At the same time, decisions like what clothes to wear in the morning or what to eat at mealtimes, how we choose to go about our days and even what to consume on social media have a lot more impact than merely being an aspect of our daily routines. The actions we deem as tiny contribute to a significant part of our identity, as well as our place in society and the rest of the world. We will never fully understand our individual actions that contribute to our stories and the stories around us if we do not acknowledge our own biases and listen to other perspectives. 

Additionally, what we choose to consume in the media alters our political thoughts and views, whether we know it or not. Similarly to how our expression through fashion contributes to our overall aesthetics, all of our choices impact how people perceive us. If we lack a basic understanding of why people do what they do, this gives us a limited scope for how to go about co-existing with others. In a broader sense, our choices speak to how well we’re able to relate with other people daily.

However, it is essential to note that applying open-mindedness to situations is not a justification for morally and humanely wrong action. No one should be allowed to do wrong by others or justify their harmful bias. Instead, we should embrace other people’s perspectives in order to combat our own bias. Being open-minded and welcoming to all perspectives does not allow for people to force their perspectives on others nor should it pressure someone to explain their own personal choices for self-expression.

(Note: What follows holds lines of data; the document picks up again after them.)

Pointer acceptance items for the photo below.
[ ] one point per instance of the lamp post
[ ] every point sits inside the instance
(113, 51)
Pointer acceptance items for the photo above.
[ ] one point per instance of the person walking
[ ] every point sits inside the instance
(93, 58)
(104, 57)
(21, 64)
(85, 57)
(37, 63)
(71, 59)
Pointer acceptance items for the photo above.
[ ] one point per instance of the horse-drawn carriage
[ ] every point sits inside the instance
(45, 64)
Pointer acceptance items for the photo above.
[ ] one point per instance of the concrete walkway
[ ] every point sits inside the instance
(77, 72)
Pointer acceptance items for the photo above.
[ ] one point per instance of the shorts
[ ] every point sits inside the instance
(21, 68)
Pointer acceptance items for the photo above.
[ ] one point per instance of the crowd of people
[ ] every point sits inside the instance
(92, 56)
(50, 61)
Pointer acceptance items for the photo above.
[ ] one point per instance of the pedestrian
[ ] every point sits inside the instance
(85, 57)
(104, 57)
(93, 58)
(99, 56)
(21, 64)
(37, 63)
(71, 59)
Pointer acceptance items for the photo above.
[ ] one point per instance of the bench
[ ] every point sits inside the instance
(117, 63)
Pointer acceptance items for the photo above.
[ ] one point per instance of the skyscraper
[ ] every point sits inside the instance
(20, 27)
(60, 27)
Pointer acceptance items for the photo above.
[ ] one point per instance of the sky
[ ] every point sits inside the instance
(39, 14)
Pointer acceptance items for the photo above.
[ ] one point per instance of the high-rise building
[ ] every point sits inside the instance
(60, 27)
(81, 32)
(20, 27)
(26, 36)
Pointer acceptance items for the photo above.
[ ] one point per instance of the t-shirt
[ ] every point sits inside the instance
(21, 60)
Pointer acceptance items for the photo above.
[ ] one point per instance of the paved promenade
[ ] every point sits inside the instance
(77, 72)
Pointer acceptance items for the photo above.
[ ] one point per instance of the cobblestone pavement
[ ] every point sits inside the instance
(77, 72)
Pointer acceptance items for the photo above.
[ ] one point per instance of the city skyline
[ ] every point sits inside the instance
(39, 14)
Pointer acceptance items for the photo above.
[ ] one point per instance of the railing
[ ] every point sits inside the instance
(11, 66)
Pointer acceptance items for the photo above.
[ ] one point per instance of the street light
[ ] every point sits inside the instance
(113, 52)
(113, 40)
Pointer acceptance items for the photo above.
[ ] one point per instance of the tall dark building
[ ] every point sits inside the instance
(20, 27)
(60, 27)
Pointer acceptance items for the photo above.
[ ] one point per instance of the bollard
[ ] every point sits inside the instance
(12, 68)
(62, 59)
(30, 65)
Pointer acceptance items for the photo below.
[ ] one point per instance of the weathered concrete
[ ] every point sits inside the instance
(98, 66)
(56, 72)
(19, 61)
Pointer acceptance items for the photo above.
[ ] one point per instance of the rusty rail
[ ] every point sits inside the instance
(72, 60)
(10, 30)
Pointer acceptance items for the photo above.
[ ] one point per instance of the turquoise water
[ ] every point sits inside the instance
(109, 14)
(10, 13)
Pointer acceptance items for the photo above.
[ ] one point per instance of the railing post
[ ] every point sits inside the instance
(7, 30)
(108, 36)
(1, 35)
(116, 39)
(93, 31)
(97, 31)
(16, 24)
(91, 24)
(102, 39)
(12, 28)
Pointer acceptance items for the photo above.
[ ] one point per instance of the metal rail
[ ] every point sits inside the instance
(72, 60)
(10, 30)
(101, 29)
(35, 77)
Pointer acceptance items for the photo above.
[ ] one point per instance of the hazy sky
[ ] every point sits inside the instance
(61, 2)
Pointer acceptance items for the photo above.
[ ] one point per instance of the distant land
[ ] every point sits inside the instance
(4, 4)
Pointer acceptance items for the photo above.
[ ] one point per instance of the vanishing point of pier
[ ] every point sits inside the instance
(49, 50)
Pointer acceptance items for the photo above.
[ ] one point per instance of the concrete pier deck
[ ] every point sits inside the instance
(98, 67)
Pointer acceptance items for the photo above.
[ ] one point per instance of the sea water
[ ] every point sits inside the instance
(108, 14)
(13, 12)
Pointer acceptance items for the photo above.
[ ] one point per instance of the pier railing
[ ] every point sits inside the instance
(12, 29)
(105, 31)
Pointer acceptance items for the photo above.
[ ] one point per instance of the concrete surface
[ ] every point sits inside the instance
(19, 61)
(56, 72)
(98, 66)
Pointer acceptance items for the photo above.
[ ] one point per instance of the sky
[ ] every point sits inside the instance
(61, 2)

If a person chooses to dress a certain way or listen to a particular genre of music, they should not be forced to explain themselves. 

That being said, nothing is ever as clear-cut and straightforward as we make it out to be. Although examining both sides to a subject is an essential skill for decision-making and therefore, forming identities, there is also always a grey area that we overlook and hardly pay attention to. Thus, perspective goes beyond the “yes or no” and “black or white” binary that we perceive it to be.